•Says Nigeria remains challenged despite GDP growth
By Michael Eboh & Adaeze Okechukwu
The World Bank, yesterday, raised concern over the financial status of states in Nigeria, while it also stated that despite Nigeria’s recent Gross Domestic Product, GDP, growth, a number of fiscal challenges still exist at different levels of governance.
The World Bank in its latest Nigeria Bi-Annual Economic Update released in Abuja, disclosed that irrespective of the expansion, many fiscal challenges remain at different levels of government, and effort is needed to successfully address them.
In addition, the World Bank averred that at present, states in the country remain under considerable fiscal stress, with states requesting continuation of the Budget Support Facility beyond the original end date of May 2017.
It warned that with no further fiscal consolidation, states’ fiscal and debt sustainability would continue to deteriorate. The report stated that with the shortfall in revenue, fiscal pressure persists at sub-national government levels, putting a strain on service delivery.
It explained that the dramatic fall in oil revenue and lack of fiscal consolidation led to a rapid increase in States’ indebtedness, necessitating two sets of financial assistance interventions from the Federal Government.
“Under assumptions of a fragile economic recovery (with slightly higher oil price and production), no significant increase in non-oil revenues collected federally or by the States (IGR), no further rationalization of State expenditures, as well as no financing constraints, total State fiscal deficits could remain around one per cent of GDP annually through the medium-term.
“In this scenario with limited or no fiscal consolidation, States remain vulnerable and continue to represent a significant source of fiscal risks and macroeconomic instability for the country. The need to strengthen fiscal performance through sustaining state fiscal reforms that have been accelerated in the past two years is therefore of paramount importance,” the World Bank said.
The report further noted that the fiscal deficit of states in the country increased significantly from an estimated 0.2 per cent of GDP in 2014, to one per cent in 2015 and 2016, adding also that total state debt increased from 2.4 percent in 2014 to 4.0 percent of GDP by the end of 2016.
“The states’ fiscal crisis led to two sets of financial assistance packages by the Federal Government. The second—the Budget Support Facility, hinged on a 22-point Fiscal Sustainability Plan —was advanced in mid-2016 and due to close in mid-2017,” the World Bank said.

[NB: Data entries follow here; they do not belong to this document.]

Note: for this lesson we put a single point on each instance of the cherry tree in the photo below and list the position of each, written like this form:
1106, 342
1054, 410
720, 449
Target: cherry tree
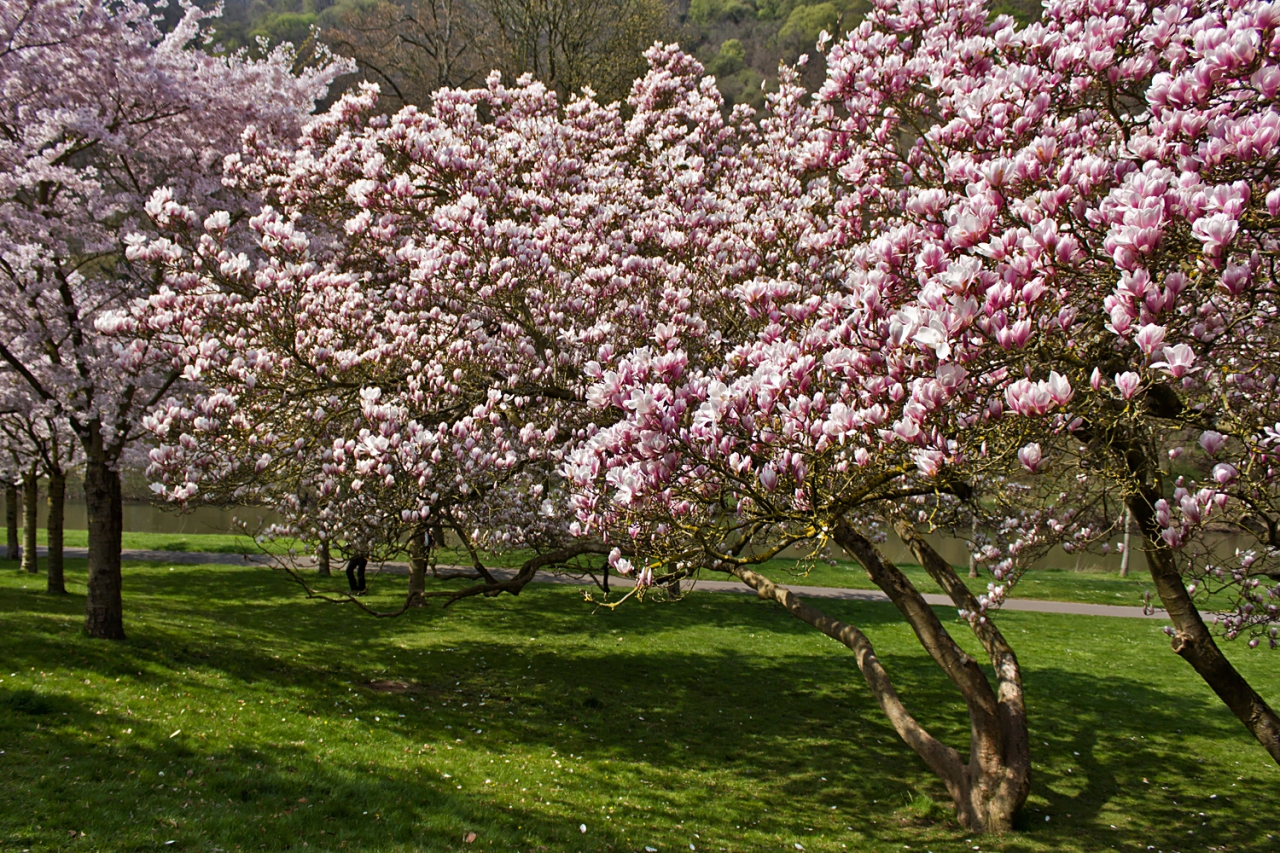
800, 418
1088, 210
37, 445
99, 108
396, 341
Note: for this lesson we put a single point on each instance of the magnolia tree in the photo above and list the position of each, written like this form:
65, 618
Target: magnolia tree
1087, 213
100, 108
430, 313
397, 340
801, 418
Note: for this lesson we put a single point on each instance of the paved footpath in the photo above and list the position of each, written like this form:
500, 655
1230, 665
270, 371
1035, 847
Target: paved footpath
711, 585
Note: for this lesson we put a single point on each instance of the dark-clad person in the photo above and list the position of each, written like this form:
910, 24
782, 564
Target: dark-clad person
356, 574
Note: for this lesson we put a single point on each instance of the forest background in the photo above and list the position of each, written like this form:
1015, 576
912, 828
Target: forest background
411, 48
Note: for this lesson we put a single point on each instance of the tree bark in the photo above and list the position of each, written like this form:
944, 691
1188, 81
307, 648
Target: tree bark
1124, 552
1192, 639
982, 803
104, 610
30, 506
10, 519
416, 568
991, 788
973, 564
54, 525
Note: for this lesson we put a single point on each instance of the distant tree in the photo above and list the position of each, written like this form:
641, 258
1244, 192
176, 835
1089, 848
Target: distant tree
412, 48
40, 445
97, 109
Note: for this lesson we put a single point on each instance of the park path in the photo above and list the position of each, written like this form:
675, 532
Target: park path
1029, 605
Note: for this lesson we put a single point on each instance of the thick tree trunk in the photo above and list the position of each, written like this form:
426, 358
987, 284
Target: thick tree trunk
30, 506
10, 520
104, 610
1192, 638
1125, 550
991, 788
54, 525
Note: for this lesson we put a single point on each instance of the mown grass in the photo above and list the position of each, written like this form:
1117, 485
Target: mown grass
1089, 585
241, 716
184, 542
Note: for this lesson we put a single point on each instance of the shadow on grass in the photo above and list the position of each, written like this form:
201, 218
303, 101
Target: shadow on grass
717, 707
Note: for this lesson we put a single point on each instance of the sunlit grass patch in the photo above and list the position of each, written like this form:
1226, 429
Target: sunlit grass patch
717, 721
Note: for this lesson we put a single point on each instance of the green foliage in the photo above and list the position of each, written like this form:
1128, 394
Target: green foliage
805, 23
293, 27
730, 59
743, 87
1024, 12
705, 12
520, 720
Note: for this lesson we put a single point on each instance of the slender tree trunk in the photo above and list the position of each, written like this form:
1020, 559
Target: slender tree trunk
416, 568
30, 506
991, 788
104, 610
54, 525
1124, 552
1192, 638
973, 564
10, 519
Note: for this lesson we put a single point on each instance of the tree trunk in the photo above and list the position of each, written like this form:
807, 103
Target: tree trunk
1124, 551
30, 506
991, 788
1192, 638
416, 568
973, 564
54, 525
10, 519
104, 610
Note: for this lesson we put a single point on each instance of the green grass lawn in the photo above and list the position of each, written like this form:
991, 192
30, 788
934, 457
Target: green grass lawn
1089, 585
1092, 587
186, 542
240, 716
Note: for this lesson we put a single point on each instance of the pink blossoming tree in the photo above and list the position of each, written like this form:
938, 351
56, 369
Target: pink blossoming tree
97, 109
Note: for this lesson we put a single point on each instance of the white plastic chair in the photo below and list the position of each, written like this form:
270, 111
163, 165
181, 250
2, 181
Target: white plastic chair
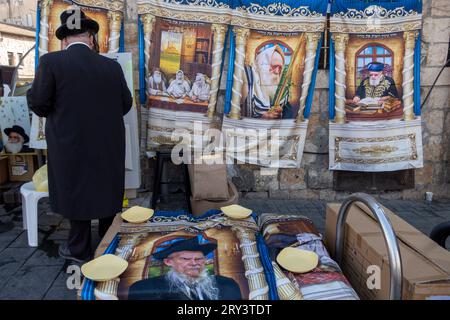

The multinational financial institution however stated that while all states had made progress on the reform measures included in the 22-point Fiscal Sustainability Plan, implementation is incomplete.
It argued that the need to strengthen fiscal performance through sustaining the state fiscal reforms that had been accelerated in the past two years was of paramount importance.
Commenting on the report, Ulrich Bartsch, World Bank Lead Economist for Nigeria said, “In light of the continuing fiscal pressures, there is a strong need to strengthen the performance of the states through the full and sustained implementation of reforms to increase internally-generated revenues and state spending efficiency, and to strengthen state debt management and fiscal transparency.”
Furthermore, the World Bank declared that although the negative spillovers from lower oil revenue have diminished with the increased availability of foreign exchange, macroeconomic imbalances remain and severe revenue shortfalls continue to hamper budget implementation.
In its outlook for the country, the World Bank projected Nigeria’s economic growth to average about one per cent in 2017, driven by recovering oil production and the positive impact on private sector activities from the increased supply of foreign exchange.